Wil was united in marriage to Dorothy Barkley on January 6, 2001, in Fort Frances, Ontario. They were blessed with a son, Zechariah Cyr on August 13, 2001. Wil was a proud father to his inherited sons, Charles and Shane Wood. He loved and exemplified Christ in the home. He always kept everyone in high spirits with his lighthearted demeanor and latest jokes. Wil was considered the “King of one-liners.” Wil was also a wise counselor to many who knew him for his patience to hear others out and kindly offer sound advice. He earned his name “Wil the Thrill” from his poker games which were a favorite pastime while providing a thrilling challenge. Wil was an avid golf player as well as poker analyst, and was always studying to master both of these passions. Wil was a lover of classic country music and even picked up playing the harmonica and guitar most of his years. He loved traveling and his most memorable trip was visiting Israel and Cairo. As a devout believer in the Christian faith, he marveled in visiting the places where Jesus lived. Wil was baptized in the Jordan River while visiting Israel, and this was a cherished memory in his life.

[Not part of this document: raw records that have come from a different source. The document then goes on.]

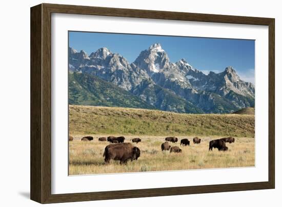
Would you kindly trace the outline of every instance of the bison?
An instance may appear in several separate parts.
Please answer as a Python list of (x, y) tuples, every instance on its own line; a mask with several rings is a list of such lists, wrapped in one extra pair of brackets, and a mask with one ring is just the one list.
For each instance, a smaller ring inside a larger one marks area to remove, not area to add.
[(170, 153), (182, 153), (182, 149), (181, 149), (180, 148), (179, 148), (178, 146), (172, 146), (170, 148), (170, 150), (169, 151)]
[(124, 137), (114, 137), (113, 136), (110, 136), (107, 138), (107, 140), (108, 142), (110, 142), (111, 143), (114, 143), (114, 141), (115, 140), (117, 140), (118, 143), (123, 143), (124, 142), (125, 140), (125, 138)]
[(233, 137), (225, 137), (224, 138), (220, 139), (222, 140), (224, 140), (225, 142), (229, 142), (231, 143), (235, 142), (235, 139)]
[(107, 138), (107, 141), (108, 142), (111, 142), (112, 140), (115, 138), (115, 137), (114, 137), (113, 136), (109, 136)]
[(110, 160), (119, 160), (120, 164), (126, 164), (128, 160), (132, 161), (140, 157), (140, 149), (130, 143), (109, 144), (105, 148), (103, 157), (105, 162), (109, 163)]
[(165, 139), (166, 141), (168, 141), (169, 142), (171, 142), (173, 143), (177, 142), (178, 139), (175, 137), (169, 137)]
[(139, 142), (141, 141), (141, 139), (140, 138), (134, 138), (132, 139), (132, 142), (136, 142), (136, 143), (138, 143), (138, 142)]
[(166, 142), (162, 144), (162, 151), (169, 150), (171, 146), (168, 142)]
[(225, 145), (225, 142), (224, 140), (221, 139), (216, 139), (212, 140), (210, 142), (210, 146), (209, 147), (209, 150), (212, 150), (212, 148), (217, 148), (218, 150), (226, 151), (228, 149)]
[(199, 144), (200, 143), (200, 139), (199, 139), (197, 137), (194, 137), (193, 138), (193, 142), (194, 144)]
[(188, 139), (182, 139), (180, 141), (180, 145), (183, 146), (190, 145), (190, 141)]
[(99, 137), (98, 141), (100, 141), (101, 142), (104, 142), (107, 141), (107, 138), (106, 137)]
[(124, 143), (125, 140), (125, 137), (117, 137), (116, 140), (118, 141), (118, 143)]
[(82, 138), (82, 141), (91, 141), (93, 140), (93, 138), (90, 136), (87, 136), (86, 137), (83, 137)]

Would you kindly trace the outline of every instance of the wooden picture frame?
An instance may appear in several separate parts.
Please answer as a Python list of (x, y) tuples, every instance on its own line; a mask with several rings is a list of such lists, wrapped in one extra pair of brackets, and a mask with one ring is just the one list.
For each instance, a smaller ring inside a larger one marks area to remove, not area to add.
[[(266, 25), (269, 27), (268, 181), (66, 194), (51, 194), (51, 18), (52, 13)], [(42, 203), (275, 187), (274, 18), (42, 4), (31, 8), (31, 199)]]

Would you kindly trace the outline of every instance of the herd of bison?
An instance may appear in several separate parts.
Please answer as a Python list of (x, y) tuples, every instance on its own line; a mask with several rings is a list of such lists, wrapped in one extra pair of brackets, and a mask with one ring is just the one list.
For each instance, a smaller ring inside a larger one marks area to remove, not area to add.
[[(82, 138), (83, 141), (90, 141), (93, 140), (91, 136), (86, 136)], [(100, 137), (99, 141), (108, 141), (113, 144), (108, 145), (105, 148), (103, 157), (105, 157), (106, 163), (109, 163), (110, 160), (119, 160), (120, 164), (126, 163), (129, 160), (132, 161), (137, 160), (140, 157), (140, 149), (136, 146), (133, 146), (129, 142), (125, 143), (125, 138), (123, 136), (114, 137), (112, 136), (108, 137)], [(73, 141), (73, 137), (69, 137), (69, 141)], [(169, 137), (165, 139), (165, 142), (162, 144), (160, 147), (162, 151), (167, 150), (170, 153), (182, 153), (182, 150), (177, 146), (171, 146), (169, 142), (175, 143), (177, 142), (178, 139), (175, 137)], [(132, 142), (138, 143), (141, 142), (140, 138), (134, 138), (131, 140)], [(233, 143), (235, 139), (233, 137), (226, 137), (219, 139), (215, 139), (210, 141), (209, 150), (212, 150), (213, 148), (217, 148), (218, 150), (226, 151), (228, 147), (226, 146), (226, 143)], [(183, 146), (190, 145), (190, 141), (188, 139), (183, 139), (180, 140), (180, 145)], [(193, 139), (194, 144), (200, 144), (201, 139), (197, 137)]]

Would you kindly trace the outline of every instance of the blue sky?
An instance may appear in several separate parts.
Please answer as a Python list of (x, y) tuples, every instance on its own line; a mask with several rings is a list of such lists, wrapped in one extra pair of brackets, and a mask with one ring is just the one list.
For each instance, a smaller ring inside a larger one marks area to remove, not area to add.
[(232, 66), (243, 80), (254, 83), (254, 40), (70, 32), (69, 41), (70, 47), (84, 50), (88, 54), (107, 47), (130, 63), (142, 50), (159, 43), (171, 62), (185, 58), (194, 68), (206, 74), (211, 70), (220, 72)]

Wil was challenged with diabetes in his final years but never wavered in his Christian faith. He remained steadfast in his studies and ministry through social media continuing to teach and profess the gospel of Jesus Christ. Due to his unrelenting faith Wil was prepared for his passing. He asked to be buried in Oregon to be near his beloved wife and family. Wil also expressed his desire for others to celebrate his life rather than mourn. “His lord said to him, ‘Well done, good and faithful servant; you have been faithful over a few things, I will make you ruler over many things. Enter into the joy of your lord.” Matthew 25:21.
Wil is survived by his loving wife of twenty-one years, Dorothy Cyr of Pendleton; his children Charles (Nikki) Wood of Pilot Rock, Shane (Tessa) Wood of Mission, and Zech (Cheyenne Eby) Cyr of Pendleton. Wil was preceded in death by his parents Roderick and Lucy Cyr; sister Mabel Cyr; sister Mary Jourdain; brother Buddy Cyr; and brother Norman Cyr.
A rosary was held on Wednesday, August 24, at 7:00 p.m. at Burns Mortuary in Pendleton, and funeral services were held on Thursday, August 25, at 9:00 a.m. at St. Andrews Mission in Mission, Oregon.